My guess as to what happens here is one of the big players showing that they're cutting back on capacity in a significant manner, which will spook the investors who know a bubble pop is coming but want to time their exit as near the top as possible. By the time the pebbles notice, the avalanche will be in full roll.

tracker1 [3 hidden]5 mins ago
That's part of it... I would say the real end is closer when you start seeing F*ckedCompany style articles about $Startup closing doors on employees, or hardware repossessions. It was pretty common through later 2000-2001, the finial pop imo was following 9/11 well after a lot of the startup market fizzled, but a lot of more traditional employers started cutting projects/staff too.
simianwords [3 hidden]5 mins ago
Can you define what a bubble bursting means? whose market cap do you mean when you talk about this? I don't think OpenAI or Claude's market cap is going down by more than 20-30% anytime soon.
AtlasBarfed [3 hidden]5 mins ago
I'm hoping we get some good competition for AWS that comes out of this. This is probably the largest data center build out push in a long time.

It would behoove a lot of these companies. There again say $13 billion series f to make an AWS competition stack.

I mean you have all the infrastructure to magically write the code for you right?

xp84 [3 hidden]5 mins ago
I'm skeptical, it's not like the competitive offerings we already have don't bring anything to the table. If anything, GCP is a lot more pleasant to use. Yet AWS still maintains its dominance, imho out of inertia. No org wants to make "Migrate to [Other Cloud]" its main project for the year for some small savings or "because we've heard great things about it." The opportunity cost is too high. And new firms who spin up go with the cloud the founding engineers know (have used before) because they want to ship asap, not to learn another cloud provider.

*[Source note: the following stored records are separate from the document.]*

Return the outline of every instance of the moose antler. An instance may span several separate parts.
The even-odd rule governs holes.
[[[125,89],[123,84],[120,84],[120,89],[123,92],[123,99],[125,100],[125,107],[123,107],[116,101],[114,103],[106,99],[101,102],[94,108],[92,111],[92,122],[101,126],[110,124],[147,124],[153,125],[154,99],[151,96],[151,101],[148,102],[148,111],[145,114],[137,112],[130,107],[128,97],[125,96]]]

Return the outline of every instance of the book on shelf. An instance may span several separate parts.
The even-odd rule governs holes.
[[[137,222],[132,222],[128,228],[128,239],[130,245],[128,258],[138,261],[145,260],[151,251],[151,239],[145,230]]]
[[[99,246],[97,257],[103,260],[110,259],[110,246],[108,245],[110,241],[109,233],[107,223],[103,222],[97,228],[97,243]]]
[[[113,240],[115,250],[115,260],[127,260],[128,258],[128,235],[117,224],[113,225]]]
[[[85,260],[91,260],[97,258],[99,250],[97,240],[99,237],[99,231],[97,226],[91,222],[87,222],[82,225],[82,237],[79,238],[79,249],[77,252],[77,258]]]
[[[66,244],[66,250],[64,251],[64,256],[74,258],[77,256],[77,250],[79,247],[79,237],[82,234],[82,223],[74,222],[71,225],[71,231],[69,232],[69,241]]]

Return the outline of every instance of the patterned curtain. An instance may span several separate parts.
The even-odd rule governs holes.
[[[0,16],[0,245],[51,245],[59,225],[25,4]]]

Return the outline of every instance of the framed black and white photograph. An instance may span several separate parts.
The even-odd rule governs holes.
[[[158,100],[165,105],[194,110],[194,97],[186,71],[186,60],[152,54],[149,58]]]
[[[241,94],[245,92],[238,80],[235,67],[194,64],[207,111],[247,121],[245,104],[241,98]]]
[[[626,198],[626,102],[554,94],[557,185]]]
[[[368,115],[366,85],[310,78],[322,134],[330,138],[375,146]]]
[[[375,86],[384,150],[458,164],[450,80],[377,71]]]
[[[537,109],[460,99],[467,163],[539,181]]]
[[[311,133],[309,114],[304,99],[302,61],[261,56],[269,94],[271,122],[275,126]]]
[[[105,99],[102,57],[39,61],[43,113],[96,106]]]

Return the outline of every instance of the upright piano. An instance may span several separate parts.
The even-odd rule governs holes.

So I predict AWS continues on like this for decades.
xnx [3 hidden]5 mins ago
Alternate title: Dell's PC business keeps shrinking.
alephnerd [3 hidden]5 mins ago
From TFA:

"Don’t blame the PC business. Dell’s Client Solutions Group had $12.5 billion in sales in Q2 F2026, up seven-tenths of a point, but net income was up 4.7 percent to $803 million, representing 6.4 percent of revenues and marking the highest level seen in the past seven quarters"

s3p [3 hidden]5 mins ago
Was the word 'biz' used for a character limit?